NE YİĞİTLER VAR ÜLKEDE!

Değerli dostlar, vermenin, el uzatmanın, yardımcı olmanın, güneş misali insanların üstüne doğmanın, veren el olmanın…yaşı, cinsiyeti, ırkı, vatanı, milliyeti ve dini olmaz. Vermek başka bir duygu. Kimi malından verir, kimi bilgisinden verir, kimi canından verir, kimi kanından verir, kimi; Güleryüz, tatlı dil, gönül alıcı sözler söyleyerek gönülleri fethederek verir!...”verecek bir şeyim yok ki” sözü geçersiz. İman varsa imkân da vardır. Size bu hususla ilgili dikkat çeken bir hikâye aktaracağım;  Çocuk Esirgeme Kurumunda yetişmiş. ŞEHİT komando uzman çavuş MURAT AKMAN, ailesi olmadığı için TÜRK MİLLETİNE MEKTUP yazmış. Bu mektup da son mektubu olmuş. 

MURAT AKMAN tarihe bu mektupla not düşmüş şehit..!
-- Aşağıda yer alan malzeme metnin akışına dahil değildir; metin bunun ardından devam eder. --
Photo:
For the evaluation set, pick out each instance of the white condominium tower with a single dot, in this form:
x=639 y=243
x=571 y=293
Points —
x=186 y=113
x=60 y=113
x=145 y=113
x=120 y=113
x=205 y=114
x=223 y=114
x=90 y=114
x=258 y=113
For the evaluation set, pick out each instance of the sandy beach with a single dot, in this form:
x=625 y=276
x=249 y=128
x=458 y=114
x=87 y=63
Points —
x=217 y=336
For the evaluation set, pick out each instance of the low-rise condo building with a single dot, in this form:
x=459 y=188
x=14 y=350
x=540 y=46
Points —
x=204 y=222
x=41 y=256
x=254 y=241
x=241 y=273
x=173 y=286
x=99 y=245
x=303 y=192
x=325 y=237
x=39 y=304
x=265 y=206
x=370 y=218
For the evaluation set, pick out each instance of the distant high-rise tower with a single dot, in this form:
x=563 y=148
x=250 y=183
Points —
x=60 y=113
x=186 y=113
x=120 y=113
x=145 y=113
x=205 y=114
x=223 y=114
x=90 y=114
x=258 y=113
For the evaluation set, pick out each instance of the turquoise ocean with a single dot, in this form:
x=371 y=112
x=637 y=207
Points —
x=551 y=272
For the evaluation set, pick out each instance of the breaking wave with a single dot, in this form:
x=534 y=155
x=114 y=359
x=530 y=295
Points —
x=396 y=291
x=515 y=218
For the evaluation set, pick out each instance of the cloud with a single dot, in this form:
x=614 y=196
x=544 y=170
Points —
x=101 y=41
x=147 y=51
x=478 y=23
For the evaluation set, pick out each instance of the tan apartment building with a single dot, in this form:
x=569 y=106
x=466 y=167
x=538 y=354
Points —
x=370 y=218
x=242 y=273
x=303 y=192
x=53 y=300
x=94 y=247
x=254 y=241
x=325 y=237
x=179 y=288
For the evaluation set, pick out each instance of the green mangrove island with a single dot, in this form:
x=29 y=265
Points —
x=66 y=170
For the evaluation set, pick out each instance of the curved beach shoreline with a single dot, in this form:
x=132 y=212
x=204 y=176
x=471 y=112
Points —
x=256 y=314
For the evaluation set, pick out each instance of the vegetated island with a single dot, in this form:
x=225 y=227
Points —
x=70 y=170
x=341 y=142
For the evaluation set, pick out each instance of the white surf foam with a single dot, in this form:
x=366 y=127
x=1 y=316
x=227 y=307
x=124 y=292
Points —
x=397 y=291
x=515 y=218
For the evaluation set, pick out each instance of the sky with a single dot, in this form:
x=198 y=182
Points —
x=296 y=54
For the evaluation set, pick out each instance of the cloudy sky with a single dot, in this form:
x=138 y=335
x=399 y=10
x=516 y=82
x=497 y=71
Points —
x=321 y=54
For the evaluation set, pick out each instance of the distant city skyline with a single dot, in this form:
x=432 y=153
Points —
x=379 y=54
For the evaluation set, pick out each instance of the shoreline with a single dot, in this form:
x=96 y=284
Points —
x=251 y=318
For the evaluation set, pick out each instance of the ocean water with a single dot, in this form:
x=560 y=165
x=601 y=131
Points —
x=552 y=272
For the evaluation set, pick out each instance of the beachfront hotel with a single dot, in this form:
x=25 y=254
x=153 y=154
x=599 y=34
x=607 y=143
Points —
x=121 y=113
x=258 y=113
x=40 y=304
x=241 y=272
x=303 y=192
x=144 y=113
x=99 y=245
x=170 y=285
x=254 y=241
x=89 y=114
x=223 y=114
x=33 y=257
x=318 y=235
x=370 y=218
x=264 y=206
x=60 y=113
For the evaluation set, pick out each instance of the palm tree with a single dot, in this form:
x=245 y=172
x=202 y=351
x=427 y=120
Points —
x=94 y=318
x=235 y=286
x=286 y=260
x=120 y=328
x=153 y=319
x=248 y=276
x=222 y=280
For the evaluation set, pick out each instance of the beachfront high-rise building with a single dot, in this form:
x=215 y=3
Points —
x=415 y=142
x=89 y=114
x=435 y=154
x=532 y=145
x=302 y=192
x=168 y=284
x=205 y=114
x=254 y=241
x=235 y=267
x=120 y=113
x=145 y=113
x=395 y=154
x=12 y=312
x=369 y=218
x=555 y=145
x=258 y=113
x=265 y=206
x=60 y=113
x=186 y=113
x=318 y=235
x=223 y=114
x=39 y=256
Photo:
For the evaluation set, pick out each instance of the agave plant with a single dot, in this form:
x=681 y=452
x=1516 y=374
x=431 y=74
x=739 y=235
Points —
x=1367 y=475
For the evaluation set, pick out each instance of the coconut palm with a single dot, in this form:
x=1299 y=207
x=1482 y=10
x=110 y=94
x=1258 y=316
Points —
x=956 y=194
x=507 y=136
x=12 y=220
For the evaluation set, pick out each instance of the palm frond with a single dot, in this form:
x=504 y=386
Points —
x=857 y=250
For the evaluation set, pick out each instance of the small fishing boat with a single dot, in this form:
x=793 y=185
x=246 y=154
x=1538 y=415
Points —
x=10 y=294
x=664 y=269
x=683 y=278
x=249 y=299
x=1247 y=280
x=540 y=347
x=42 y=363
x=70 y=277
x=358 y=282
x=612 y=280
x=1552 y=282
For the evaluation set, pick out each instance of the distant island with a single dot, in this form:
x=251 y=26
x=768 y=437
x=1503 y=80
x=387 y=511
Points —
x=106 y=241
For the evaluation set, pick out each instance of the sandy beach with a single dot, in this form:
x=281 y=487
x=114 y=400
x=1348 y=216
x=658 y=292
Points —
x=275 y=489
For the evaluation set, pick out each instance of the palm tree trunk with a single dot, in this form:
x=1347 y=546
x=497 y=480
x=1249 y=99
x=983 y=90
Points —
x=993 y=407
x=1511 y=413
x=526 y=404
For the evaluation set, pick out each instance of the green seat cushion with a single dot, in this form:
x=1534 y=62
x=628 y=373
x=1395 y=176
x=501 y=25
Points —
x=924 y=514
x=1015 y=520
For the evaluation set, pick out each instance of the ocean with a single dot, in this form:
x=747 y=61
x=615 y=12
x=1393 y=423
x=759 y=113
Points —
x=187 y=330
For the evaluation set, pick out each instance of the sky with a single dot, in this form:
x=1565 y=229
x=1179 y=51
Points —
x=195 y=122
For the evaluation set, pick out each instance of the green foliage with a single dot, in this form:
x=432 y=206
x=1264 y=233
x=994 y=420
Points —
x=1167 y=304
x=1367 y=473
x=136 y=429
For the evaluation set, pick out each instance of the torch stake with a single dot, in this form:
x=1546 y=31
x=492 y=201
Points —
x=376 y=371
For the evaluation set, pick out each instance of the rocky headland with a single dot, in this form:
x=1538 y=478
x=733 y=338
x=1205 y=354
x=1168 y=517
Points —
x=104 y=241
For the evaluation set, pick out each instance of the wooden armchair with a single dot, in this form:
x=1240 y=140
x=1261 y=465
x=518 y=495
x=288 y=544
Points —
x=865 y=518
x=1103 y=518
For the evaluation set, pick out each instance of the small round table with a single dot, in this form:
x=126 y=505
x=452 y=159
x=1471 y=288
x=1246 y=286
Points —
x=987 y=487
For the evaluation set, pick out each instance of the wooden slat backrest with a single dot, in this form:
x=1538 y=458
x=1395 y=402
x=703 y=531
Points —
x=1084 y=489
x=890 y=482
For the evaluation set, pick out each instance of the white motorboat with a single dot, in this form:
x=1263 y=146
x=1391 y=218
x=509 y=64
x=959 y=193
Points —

Doğduğunda ailesi tarafından bir çöplüğe atılarak terkedilmiş ve çocuk esirgeme kurumunda büyümüş..!

Murat Akman 18 yaşına geldiğinde evi gibi bildiği ÇEK'dan ayrılmış..!

Ancak Ç.E.K.İle bağlantısını hiç koparmamış ve oradaki çocuklara yardımcı olabilmek için elinden geleni yapmış..!

Askerlik görevini komando olarak yerine getirirken devletin kendisine bağladığı maaşı çocukların ihtiyaçları için Ç.E.K.'na göndermiş.

Çıktıkları operasyonlar da hayati tehlikesi olması sebebiyle son mektubu olabileceğini düşündüğü bir mektubunu birlikte büyüdüğü bir arkadaşına ulaştırılmak üzere bir asker arkadaşına emanet etmiş..!

Murat Akman ŞEHİT olunca mektubunu teslim ettiği arkadaşıyla birlikte büyüyen arkadaşına ulaştırmış..!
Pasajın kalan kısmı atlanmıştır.